Ban Ki-moon criticizes UN Human Rights Council for singling Israel out

By Reuters
http://www.haaretz.com/hasen/spages/873591.html

United Nations Secretary-General Ban Ki-moon joined Western nations on Wednesday in criticizing the world body's own Human Rights Council for "picking on Israel" as part of an agreement on its working rules.

The European Union, Canada and the United States have already attacked the deal reached in Geneva on Monday under which Israel's actions would become a permanent item on the Human Rights Council's agenda.

A UN statement said: "The Secretary-General is disappointed at the council's decision to single out only one specific regional item given the range and scope of allegations of human rights violations throughout the world."

The statement did not mention Israel or the Palestinian Authority by name.

The 47-nation council was set up by the General Assembly last year to try to improve the UN's image on human rights.
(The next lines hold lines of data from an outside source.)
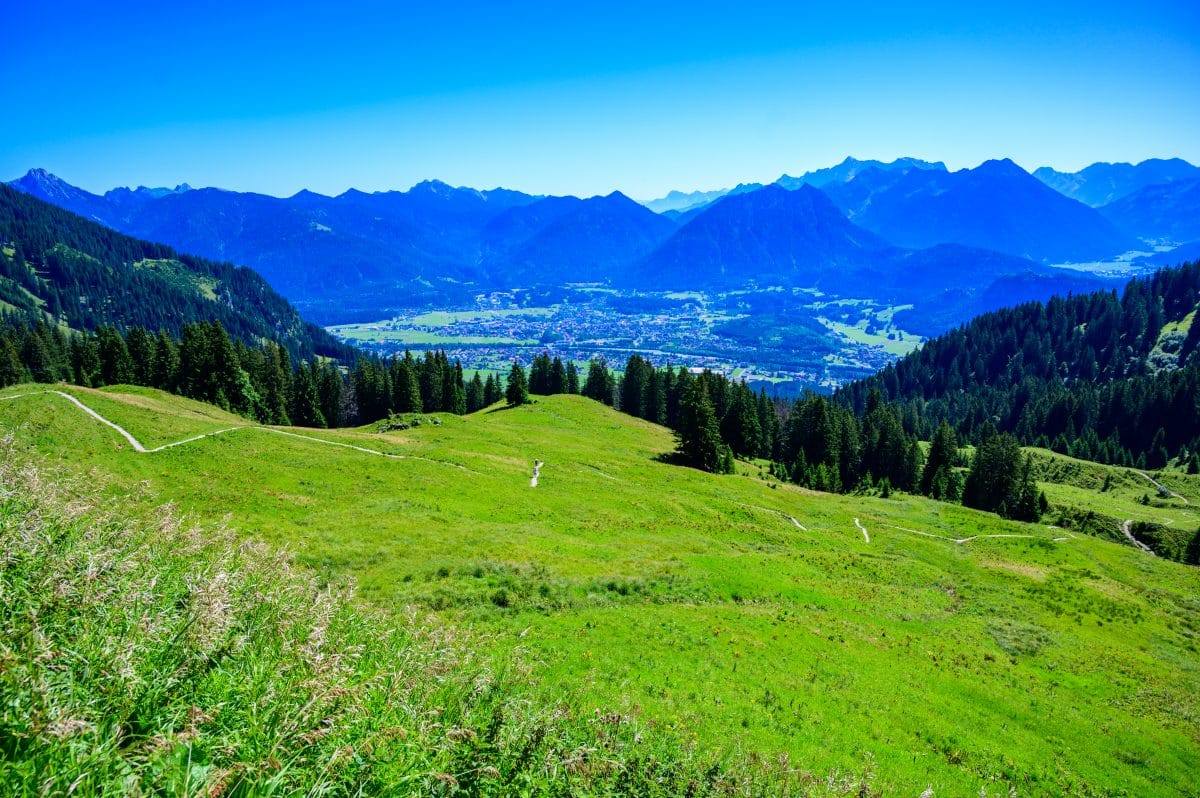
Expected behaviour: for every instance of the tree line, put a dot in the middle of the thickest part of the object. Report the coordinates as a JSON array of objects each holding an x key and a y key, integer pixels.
[
  {"x": 259, "y": 382},
  {"x": 814, "y": 442},
  {"x": 1095, "y": 376}
]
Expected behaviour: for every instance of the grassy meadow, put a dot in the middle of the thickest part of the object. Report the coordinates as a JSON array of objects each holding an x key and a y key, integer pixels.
[{"x": 748, "y": 616}]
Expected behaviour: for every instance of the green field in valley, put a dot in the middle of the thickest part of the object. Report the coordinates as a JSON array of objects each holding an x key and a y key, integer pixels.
[{"x": 922, "y": 643}]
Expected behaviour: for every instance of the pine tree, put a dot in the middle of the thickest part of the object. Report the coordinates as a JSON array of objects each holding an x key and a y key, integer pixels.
[
  {"x": 599, "y": 382},
  {"x": 166, "y": 363},
  {"x": 492, "y": 390},
  {"x": 573, "y": 378},
  {"x": 115, "y": 365},
  {"x": 517, "y": 391},
  {"x": 274, "y": 382},
  {"x": 943, "y": 451},
  {"x": 12, "y": 371},
  {"x": 305, "y": 403},
  {"x": 558, "y": 382},
  {"x": 699, "y": 435},
  {"x": 475, "y": 394},
  {"x": 141, "y": 348},
  {"x": 329, "y": 395}
]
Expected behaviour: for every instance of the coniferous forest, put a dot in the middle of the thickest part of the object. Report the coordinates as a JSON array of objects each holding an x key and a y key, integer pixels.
[{"x": 1104, "y": 377}]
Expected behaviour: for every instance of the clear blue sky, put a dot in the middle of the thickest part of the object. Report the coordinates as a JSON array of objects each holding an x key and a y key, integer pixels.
[{"x": 582, "y": 97}]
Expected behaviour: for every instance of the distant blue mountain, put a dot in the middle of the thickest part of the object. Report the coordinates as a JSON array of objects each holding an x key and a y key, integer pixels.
[
  {"x": 771, "y": 235},
  {"x": 1168, "y": 211},
  {"x": 679, "y": 201},
  {"x": 906, "y": 232},
  {"x": 996, "y": 205},
  {"x": 799, "y": 238},
  {"x": 1105, "y": 183},
  {"x": 850, "y": 168},
  {"x": 579, "y": 240}
]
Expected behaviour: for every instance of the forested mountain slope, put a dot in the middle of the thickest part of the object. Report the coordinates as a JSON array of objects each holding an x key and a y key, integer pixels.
[
  {"x": 1101, "y": 376},
  {"x": 84, "y": 275}
]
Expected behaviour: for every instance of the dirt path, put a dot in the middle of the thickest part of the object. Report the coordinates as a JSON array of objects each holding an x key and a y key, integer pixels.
[
  {"x": 966, "y": 540},
  {"x": 795, "y": 522},
  {"x": 139, "y": 448},
  {"x": 863, "y": 529},
  {"x": 1128, "y": 533},
  {"x": 1162, "y": 487}
]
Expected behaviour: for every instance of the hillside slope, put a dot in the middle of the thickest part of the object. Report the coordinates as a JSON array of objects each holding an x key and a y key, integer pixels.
[
  {"x": 1117, "y": 378},
  {"x": 84, "y": 275},
  {"x": 997, "y": 205},
  {"x": 935, "y": 646}
]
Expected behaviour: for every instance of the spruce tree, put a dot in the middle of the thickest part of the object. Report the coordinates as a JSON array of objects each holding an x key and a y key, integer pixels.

It replaced a commission that had been widely criticized for ignoring rights violations in some developing countries.

Alejandro Wolff, deputy U.S. permanent representative at the United Nations, accused the council of "a pathological obsession with Israel" and also denounced its action on Cuba and Belarus. "I think the record is starting to speak for itself," he told journalists.

The Geneva meeting aroused further controversy after Cuba and Belarus, both accused of abuses, were removed from a list of nine special mandates, which included North Korea, Cambodia and Sudan, carried forward from the defunct commission.

The council's charter preserves the watchdog's right to appoint special investigators for countries whose human rights records are of particular concern, something many developing states have long opposed.